AP Statistics – Unit 5: Sampling Distributions

5.1 Introducing Statistics: Why Is My Sample Not Like Yours?

When we take a sample from a population, our sample statistic (like x̄ or p̂) won't exactly equal the true population parameter. This natural variation is called sampling variability.

Sampling Variability: The natural variation in sample statistics from sample to sample. Different random samples from the same population will produce different statistics.

Parameters vs. Statistics

Concept Parameter Statistic
Definition A number that describes the population A number that describes a sample
Symbol (Proportion) p (population proportion) p̂ (sample proportion, "p-hat")
Symbol (Mean) μ (population mean) x̄ (sample mean, "x-bar")
Symbol (SD) σ (population standard deviation) s (sample standard deviation)
Known? Usually unknown (what we want to estimate) Known from our sample data
Variability Fixed (doesn't change) Varies from sample to sample

🎯 Memory Trick: Parameters describe Populations (both start with P). Statistics describe Samples (both start with S).

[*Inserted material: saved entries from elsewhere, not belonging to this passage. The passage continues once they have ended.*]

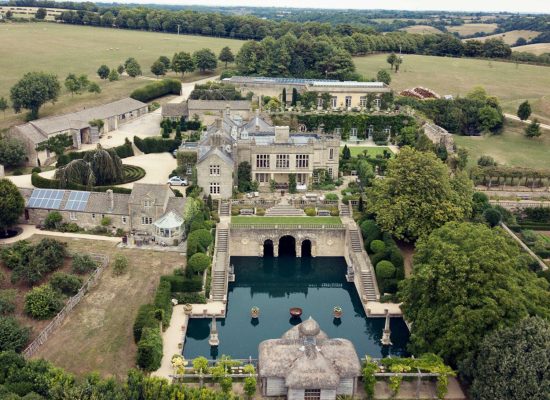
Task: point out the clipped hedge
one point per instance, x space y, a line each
157 89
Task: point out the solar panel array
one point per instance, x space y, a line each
77 201
46 198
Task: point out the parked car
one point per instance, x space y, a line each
177 181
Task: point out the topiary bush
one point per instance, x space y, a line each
43 302
377 246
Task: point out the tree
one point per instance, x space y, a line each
533 129
468 280
12 204
158 68
41 13
132 67
182 62
205 60
383 76
418 195
103 71
524 110
33 91
12 152
244 176
513 363
226 56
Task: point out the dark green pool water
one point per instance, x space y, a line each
277 284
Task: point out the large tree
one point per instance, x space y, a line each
182 62
11 204
468 280
33 91
514 363
418 195
205 60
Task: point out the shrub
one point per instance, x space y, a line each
7 301
53 219
377 246
43 302
13 337
198 262
83 263
385 269
149 353
120 264
66 283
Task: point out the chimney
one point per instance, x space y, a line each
282 134
111 199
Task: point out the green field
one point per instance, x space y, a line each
63 49
509 148
242 219
511 83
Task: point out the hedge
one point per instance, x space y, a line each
157 89
156 144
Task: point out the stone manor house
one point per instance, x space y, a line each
273 152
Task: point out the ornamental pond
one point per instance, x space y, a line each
275 285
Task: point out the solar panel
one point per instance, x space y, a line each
77 201
46 198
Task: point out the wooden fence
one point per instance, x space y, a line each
32 348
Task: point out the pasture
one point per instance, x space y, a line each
470 29
62 49
511 83
511 147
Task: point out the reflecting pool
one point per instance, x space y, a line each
275 285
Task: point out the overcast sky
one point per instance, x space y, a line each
541 6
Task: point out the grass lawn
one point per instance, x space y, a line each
509 148
373 151
64 49
97 335
511 83
243 219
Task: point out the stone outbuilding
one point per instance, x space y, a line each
304 364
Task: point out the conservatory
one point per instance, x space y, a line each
169 229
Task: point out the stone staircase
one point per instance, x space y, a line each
218 289
368 280
284 210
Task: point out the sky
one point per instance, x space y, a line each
526 6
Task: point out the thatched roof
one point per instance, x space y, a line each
307 359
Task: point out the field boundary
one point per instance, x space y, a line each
73 301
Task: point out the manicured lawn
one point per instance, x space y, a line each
243 219
509 148
372 151
97 335
511 83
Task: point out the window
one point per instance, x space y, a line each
348 101
312 394
214 188
302 161
214 170
262 161
283 161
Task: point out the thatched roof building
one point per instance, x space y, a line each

What is a Sampling Distribution?

Sampling Distribution: The distribution of all possible values of a sample statistic when taking repeated random samples of the same size from a population.

It shows how the statistic varies across all possible samples.

Thought Experiment: Imagine taking ALL possible samples of size n = 50 from a population.

• Sample 1: Calculate p̂₁

• Sample 2: Calculate p̂₂

• Sample 3: Calculate p̂₃

• ... and so on for every possible sample

The distribution of all these p̂ values is the sampling distribution of p̂.

From Population to Sampling Distribution Population Parameter: p Sample 1: p̂₁ Sample 2: p̂₂ Sample 3: p̂₃ Sampling Distribution of all p̂ values
Exam Tip: A sampling distribution is NOT a distribution of raw data — it's a distribution of a statistic (like p̂ or x̄) calculated from many samples.

5.2 The Normal Distribution, Revisited

The Normal distribution is the most important distribution in statistics. Many sampling distributions are approximately Normal, which allows us to calculate probabilities using z-scores.

Normal Distribution: A symmetric, bell-shaped distribution completely described by its mean (μ) and standard deviation (σ).

Notation: X ~ N(μ, σ) means "X follows a Normal distribution with mean μ and standard deviation σ"

The Normal Distribution μ μ−σ μ+σ μ−2σ μ+2σ 68% 95% The Empirical Rule: 68-95-99.7

The Empirical Rule (68-95-99.7 Rule)

For any Normal distribution:

  • 68% of data falls within 1 standard deviation of the mean (μ ± σ)
  • 95% of data falls within 2 standard deviations of the mean (μ ± 2σ)
  • 99.7% of data falls within 3 standard deviations of the mean (μ ± 3σ)

Z-Scores and the Standard Normal Distribution

Z-Score: The number of standard deviations a value is from the mean.

z =
x − μ
σ

Standard Normal Distribution: A Normal distribution with μ = 0 and σ = 1, denoted N(0, 1).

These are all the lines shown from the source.